Adolescence et pornographie
- Serge Cannasse
- Actualités Médicales
Si la pornographie a toujours existé, elle est aujourd’hui très facilement accessible par internet (elle représente le quart du trafic web de vidéos dans le monde), y compris par les enfants et les adolescents. Inquiète de cette évolution, la Confédération Nationale des Associations Familiales Catholiques a saisi la Haute Autorité de Santé, qui a transmis la saisine à l’Académie de médecine. Le groupe de travail constitué sur le sujet a procédé à l’audition de onze personnalités et effectué une revue de littérature internationale. Il s’est attaché à évaluer d’une part, l’ampleur du phénomène chez les enfants et adolescents (moins de 18 ans), d’autre part, son impact chez eux.
Des données disparates sur l’accès et l’exposition
Il n’est pas possible de donner une estimation chiffrée de l’usage, les données étant très variables selon les études internationales. En revanche, quelques tendances se dégagent. L’accès et l’exposition à la pornographie sont plus élevés chez les garçons que chez les filles (l’accès signifiant la démarche volontaire, l’exposition la rencontre passive avec du matériel pornographique). La consommation augmente avec l’âge, surtout dans les années lycée. Les très jeunes (10-11 ans) ne sont que 5% chez les garçons et 1% chez les filles à rechercher activement l’accès à la pornographie. Les jeunes garçons considèrent la pornographie plus positivement, comme un acte de curiosité, que les jeunes filles, qui rapportent plus fréquemment un côté inconvenant, voire du dégout.
La seule étude française date de 2003, à une époque où l’accès aux contenus pornographiques se faisait avant tout par la télévision. Il s’agissait d’une enquête auprès de presque 10.000 adolescents âgés de 14 à 18 ans. Elle a été suivie par un sondage en 2017 auprès d’un échantillon de 1.005 jeunes de 15 à 17 ans. Leurs données sont cohérentes avec celles de la littérature internationale. À noter que dans le sondage, la moitié des adolescents (53% des garçons et 52% des filles) avaient déclaré avoir été exposés involontairement à la pornographie. Plus de la moitié des jeunes (53% des garçons et 59% des filles) jugeaient avoir été trop jeunes lors de leur premier visionnage, alors que les autres pensaient avoir eu « l’âge ». Aucun ne pensait avoir été trop vieux.

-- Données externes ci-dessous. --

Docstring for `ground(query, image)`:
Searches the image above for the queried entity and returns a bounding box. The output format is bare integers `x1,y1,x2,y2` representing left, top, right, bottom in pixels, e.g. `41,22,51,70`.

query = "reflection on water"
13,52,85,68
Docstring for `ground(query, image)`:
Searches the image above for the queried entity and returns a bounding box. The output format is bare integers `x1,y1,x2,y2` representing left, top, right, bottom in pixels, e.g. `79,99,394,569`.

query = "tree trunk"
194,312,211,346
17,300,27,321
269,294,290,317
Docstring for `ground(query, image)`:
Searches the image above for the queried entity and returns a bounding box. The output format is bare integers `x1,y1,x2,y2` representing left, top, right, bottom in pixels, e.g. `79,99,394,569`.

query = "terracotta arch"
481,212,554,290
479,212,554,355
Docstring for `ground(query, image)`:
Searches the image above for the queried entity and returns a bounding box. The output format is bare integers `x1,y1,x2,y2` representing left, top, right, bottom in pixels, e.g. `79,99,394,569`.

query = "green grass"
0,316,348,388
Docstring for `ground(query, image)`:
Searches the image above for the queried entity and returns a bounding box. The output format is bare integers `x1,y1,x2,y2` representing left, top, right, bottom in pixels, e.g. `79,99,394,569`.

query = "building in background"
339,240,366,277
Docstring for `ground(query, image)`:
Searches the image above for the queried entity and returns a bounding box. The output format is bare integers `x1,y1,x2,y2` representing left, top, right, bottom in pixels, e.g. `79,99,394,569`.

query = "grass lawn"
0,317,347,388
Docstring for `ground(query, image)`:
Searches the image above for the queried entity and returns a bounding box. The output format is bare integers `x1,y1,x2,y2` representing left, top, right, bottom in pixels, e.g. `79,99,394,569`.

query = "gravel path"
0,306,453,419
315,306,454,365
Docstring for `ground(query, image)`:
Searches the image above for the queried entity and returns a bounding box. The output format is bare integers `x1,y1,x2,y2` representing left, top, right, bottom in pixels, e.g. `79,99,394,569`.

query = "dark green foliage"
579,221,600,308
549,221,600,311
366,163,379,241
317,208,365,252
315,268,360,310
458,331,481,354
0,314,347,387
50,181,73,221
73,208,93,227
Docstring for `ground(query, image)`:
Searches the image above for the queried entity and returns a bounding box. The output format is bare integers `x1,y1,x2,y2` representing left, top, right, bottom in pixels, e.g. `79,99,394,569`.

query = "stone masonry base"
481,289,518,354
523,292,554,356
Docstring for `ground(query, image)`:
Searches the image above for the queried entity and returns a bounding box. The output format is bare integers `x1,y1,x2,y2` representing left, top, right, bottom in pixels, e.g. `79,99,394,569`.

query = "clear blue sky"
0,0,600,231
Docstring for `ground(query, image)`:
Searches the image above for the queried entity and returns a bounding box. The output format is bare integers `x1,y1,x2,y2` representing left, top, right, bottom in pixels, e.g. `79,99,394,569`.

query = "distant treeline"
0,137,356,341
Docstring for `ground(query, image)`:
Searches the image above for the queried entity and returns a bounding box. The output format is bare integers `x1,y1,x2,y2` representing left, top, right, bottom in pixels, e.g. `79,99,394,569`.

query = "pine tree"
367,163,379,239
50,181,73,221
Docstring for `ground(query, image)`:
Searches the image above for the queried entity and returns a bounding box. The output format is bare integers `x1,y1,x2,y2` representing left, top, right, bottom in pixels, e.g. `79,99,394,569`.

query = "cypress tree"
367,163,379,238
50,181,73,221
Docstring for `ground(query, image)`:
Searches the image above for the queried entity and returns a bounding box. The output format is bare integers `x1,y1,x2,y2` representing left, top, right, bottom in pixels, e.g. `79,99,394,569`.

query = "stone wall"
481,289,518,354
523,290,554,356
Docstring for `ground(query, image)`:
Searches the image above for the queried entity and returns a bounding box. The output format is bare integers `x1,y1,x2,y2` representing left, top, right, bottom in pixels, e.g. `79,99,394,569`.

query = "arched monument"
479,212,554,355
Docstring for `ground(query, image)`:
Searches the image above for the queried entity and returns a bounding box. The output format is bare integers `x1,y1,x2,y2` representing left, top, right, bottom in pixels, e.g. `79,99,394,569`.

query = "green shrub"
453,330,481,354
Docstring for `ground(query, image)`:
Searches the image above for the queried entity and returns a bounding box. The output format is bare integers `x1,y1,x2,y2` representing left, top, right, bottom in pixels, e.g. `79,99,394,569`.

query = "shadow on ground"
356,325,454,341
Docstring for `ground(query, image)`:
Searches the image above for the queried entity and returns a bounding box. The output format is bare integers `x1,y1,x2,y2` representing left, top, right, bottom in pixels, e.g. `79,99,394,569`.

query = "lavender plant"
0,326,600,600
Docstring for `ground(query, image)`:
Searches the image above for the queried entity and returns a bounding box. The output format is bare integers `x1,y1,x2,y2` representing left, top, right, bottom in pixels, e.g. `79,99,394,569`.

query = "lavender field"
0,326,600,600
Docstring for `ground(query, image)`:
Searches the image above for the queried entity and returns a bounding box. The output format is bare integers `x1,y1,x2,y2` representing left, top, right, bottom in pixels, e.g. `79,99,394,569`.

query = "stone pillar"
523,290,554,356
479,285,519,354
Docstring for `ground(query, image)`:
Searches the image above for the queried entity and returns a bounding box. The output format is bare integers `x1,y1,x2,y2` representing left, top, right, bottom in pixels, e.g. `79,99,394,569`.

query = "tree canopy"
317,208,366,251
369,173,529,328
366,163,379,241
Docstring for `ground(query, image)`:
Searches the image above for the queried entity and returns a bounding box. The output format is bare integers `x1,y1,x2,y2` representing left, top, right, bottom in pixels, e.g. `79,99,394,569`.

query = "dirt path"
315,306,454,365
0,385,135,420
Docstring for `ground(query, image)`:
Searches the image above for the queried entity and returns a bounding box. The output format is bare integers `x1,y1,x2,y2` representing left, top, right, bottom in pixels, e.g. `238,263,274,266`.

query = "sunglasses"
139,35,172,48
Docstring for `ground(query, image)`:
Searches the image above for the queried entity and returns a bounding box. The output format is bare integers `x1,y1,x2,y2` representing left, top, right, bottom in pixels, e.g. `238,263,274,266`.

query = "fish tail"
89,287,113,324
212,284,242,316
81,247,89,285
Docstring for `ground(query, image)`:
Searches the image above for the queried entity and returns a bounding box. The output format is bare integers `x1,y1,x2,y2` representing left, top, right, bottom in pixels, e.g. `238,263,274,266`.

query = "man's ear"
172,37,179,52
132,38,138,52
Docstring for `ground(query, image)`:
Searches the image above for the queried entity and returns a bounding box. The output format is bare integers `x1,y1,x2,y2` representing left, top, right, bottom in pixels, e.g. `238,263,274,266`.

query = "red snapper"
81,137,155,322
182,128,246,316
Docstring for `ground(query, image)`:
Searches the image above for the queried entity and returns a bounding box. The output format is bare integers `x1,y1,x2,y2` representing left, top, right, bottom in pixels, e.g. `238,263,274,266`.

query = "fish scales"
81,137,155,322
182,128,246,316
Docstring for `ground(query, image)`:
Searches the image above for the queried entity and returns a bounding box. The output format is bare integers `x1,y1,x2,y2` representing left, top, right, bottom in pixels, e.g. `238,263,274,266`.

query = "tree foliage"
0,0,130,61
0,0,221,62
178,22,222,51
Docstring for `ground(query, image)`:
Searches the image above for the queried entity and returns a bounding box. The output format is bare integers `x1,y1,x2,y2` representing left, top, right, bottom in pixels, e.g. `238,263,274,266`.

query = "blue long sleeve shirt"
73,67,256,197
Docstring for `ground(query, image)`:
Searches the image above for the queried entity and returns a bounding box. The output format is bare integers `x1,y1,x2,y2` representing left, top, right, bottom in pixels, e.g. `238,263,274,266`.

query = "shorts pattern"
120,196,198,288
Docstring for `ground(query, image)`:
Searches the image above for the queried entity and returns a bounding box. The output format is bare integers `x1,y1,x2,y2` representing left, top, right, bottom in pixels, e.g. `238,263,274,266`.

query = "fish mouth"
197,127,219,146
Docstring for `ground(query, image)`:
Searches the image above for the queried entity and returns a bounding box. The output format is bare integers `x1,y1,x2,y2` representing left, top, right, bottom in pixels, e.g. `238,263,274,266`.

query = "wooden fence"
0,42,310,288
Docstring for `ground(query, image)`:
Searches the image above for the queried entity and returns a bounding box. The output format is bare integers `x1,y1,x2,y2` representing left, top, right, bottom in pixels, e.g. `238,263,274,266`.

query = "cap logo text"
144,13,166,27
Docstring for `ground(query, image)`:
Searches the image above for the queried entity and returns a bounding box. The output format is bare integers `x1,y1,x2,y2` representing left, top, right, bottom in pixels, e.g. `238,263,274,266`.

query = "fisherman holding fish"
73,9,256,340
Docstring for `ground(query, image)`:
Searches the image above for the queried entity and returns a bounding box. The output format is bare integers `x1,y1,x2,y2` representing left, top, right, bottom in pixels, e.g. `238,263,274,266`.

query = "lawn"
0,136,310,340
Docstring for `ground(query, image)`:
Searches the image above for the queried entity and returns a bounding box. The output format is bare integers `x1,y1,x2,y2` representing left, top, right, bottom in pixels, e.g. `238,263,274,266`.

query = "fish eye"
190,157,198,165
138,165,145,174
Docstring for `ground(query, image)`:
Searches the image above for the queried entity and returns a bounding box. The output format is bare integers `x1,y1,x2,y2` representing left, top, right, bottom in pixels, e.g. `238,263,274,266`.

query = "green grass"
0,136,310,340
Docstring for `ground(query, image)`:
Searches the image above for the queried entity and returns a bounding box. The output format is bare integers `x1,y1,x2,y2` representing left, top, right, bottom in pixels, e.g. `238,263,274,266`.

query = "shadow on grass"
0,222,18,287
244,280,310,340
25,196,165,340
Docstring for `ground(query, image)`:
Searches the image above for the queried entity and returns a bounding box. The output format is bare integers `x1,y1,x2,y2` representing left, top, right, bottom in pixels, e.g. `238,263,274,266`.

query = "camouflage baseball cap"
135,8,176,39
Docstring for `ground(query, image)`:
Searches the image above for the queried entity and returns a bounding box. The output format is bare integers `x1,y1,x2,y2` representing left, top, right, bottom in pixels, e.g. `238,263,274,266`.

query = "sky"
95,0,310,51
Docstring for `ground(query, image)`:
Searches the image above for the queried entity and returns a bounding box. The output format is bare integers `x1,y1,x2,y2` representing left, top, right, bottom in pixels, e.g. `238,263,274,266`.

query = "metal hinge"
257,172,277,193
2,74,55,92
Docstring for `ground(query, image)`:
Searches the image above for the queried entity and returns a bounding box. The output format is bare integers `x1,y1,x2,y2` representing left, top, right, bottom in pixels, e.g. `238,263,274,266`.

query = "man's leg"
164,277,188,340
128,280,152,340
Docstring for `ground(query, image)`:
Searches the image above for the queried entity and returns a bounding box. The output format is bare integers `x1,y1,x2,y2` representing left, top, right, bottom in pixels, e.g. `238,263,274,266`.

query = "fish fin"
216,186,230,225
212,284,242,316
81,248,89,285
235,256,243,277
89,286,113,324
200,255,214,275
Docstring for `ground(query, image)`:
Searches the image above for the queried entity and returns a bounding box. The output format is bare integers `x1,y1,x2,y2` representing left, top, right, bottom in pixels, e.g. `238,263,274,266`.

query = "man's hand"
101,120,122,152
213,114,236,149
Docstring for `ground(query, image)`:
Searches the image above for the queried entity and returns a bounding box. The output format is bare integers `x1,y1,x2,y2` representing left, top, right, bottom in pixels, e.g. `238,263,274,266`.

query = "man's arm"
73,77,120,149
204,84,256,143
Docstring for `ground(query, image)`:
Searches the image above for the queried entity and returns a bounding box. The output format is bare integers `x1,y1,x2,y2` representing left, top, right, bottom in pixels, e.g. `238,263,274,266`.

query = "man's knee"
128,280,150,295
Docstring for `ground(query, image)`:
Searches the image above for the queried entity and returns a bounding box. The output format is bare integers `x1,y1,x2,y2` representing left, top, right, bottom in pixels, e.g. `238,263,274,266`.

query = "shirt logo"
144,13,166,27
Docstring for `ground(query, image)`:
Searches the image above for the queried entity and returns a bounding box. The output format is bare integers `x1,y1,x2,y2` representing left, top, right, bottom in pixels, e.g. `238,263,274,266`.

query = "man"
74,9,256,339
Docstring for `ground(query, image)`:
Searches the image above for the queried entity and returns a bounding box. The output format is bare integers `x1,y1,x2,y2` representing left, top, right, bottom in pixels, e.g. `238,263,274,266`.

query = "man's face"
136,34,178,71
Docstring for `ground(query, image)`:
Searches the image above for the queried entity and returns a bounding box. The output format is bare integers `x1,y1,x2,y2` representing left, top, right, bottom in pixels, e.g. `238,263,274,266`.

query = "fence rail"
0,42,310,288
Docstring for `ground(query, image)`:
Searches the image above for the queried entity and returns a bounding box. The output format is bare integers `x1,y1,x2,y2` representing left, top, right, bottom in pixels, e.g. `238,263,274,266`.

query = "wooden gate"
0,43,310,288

Une voie d’entrée dans la sexualité
Les études internationales montrent que l’accès à la pornographie contribue à ce que la plupart des jeunes appréhendent la sexualité de manière plus libre que par le passé. Pour 4 sur 5 d’entre eux, les films pornographiques en sont une caricature. Cependant, ils favorisent des attentes irréalistes (par exemple, en termes de performance), une sexualité plus permissive (fellation, sodomie) ou occasionnelle, une maladresse dans les attitudes vis-à-vis du ou de la partenaire, et de forts stéréotypes de genre, dans lesquels la femme, soumise, est un objet et l’homme dominant. La violence étant par ailleurs très répandue dans les contenus médiatiques, il est très difficile de lier celle présente dans les contenus pornographiques avec celle existant dans les comportements.
En revanche, il y a un réel problème avec le sexting (envoi de photos ou vidéos de soi ou d’un-e partenaire nus à d’autres personnes). Ainsi, dans les pays anglosaxons, un tiers des jeunes connait une personne qui en a été victime. Une enquête française récente (2022) a montré que 21% des adolescents envoient des sextos et que 60% en reçoivent.
L’addiction à la pornographie est principalement subjective : ce sont les sujets eux-mêmes qui s’en jugent victimes. Mais elle impose de chercher des problématiques associées : troubles psychiatriques, autres conduites addictives, troubles de la sexualité.
Le chemsex (utilisation de substances psychoactives pour « améliorer » le rapport sexuel) concerne presque exclusivement les milieux homosexuels urbains. Il comporte de très nombreux risques (infectieux, psychiatriques, etc).
Pour conclure, l’Académie de médecine recommande, entre autres, de « repenser l’éducation à la sexualité à l’école » (en 2015, un quart des écoles n’en proposait aucune et les autres donnaient des informations essentiellement médicales), d’intégrer les parents à cette éducation et de responsabiliser les acteurs de l’internet (prestataires de service, diffuseurs et créateurs de contenus).